TAURASI: “I never need to be motivated to be on the court. That’s the one thing that comes very naturally to me. But it made me appreciate basketball and how fragile one’s career can be by one decision that you make. It was something that I thought about a lot. I still do. It’s made me better in a lot of ways.”

WNBA.com: Early on in your WNBA career you were known more as a scorer and you’ve developed your game and evolved as a player since then. Can you take us though process and how it has made you the player you are today?

TAURASI: “The scoring was something that I really didn’t do much of early on, because in college I never averaged more than 16, 17 points. I was never a huge scorer, even in my first couple years in the WNBA. Scoring was always in the back seat. Obviously, (former Mercury coach Paul) Westhead’s style of play benefits your scoring. I’ve always loved passing the basketball, making other people better. And on the other side, rebounding and blocking shots is something I’ve always done; I’ve just tried to improve in those areas and be a little bit more consistent every game.”

WNBA.com: If you and the Mercury were to come through in the 2009 WNBA Finals and win another title this year, what would it mean to win an MVP in a year you also won the title?

TAURASI: “That’s the ultimate goal. The MVP is icing, but we need to get the cake.”

WNBA.com: You have one of the most celebrated careers in the history of women’s basketball. Where does this accomplishment of winning WNBA MVP rank with all of your other achievements?

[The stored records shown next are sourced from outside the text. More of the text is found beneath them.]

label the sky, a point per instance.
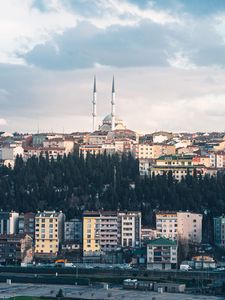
(167, 56)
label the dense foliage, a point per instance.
(73, 184)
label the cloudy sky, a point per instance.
(168, 58)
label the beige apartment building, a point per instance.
(153, 151)
(179, 165)
(185, 226)
(106, 230)
(49, 231)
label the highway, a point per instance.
(106, 273)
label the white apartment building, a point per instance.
(185, 226)
(106, 230)
(129, 228)
(161, 254)
(8, 222)
(153, 151)
(217, 160)
(8, 154)
(66, 144)
(37, 151)
(73, 231)
(49, 232)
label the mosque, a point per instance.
(111, 122)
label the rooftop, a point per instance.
(162, 241)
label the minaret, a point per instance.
(113, 105)
(94, 114)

TAURASI: “It really is an amazing achievement. Like I said before, with the people on that list, you’re talking about legends of the game. And if you want to be included in that at the end of the day then you have to make your mark. This was just an incredible year really of a lot of ups and downs, but very gratifying.”

WNBA.com: Do you ever look back on all the things you’ve accomplished so far, or is that something you are going to wait to do until your career is over?

TAURASI: “I don’t really look back on chapters right now while I’m still going through them. Maybe in five or six years I’ll look back on it and say that was a special time in my life and I got to do some incredible things with great teammates and people around me.”

WNBA.com: Finally, is there any one out there that you would like to acknowledge that help you get to this point in your career, where you are able to win WNBA MVP?

TAURASI: “With thanking people, if I make a list, I’d probably leave someone off. But I know if someone that helped reads it the paper or online, they’ll smile and know they had as much to do with it as anyone else.”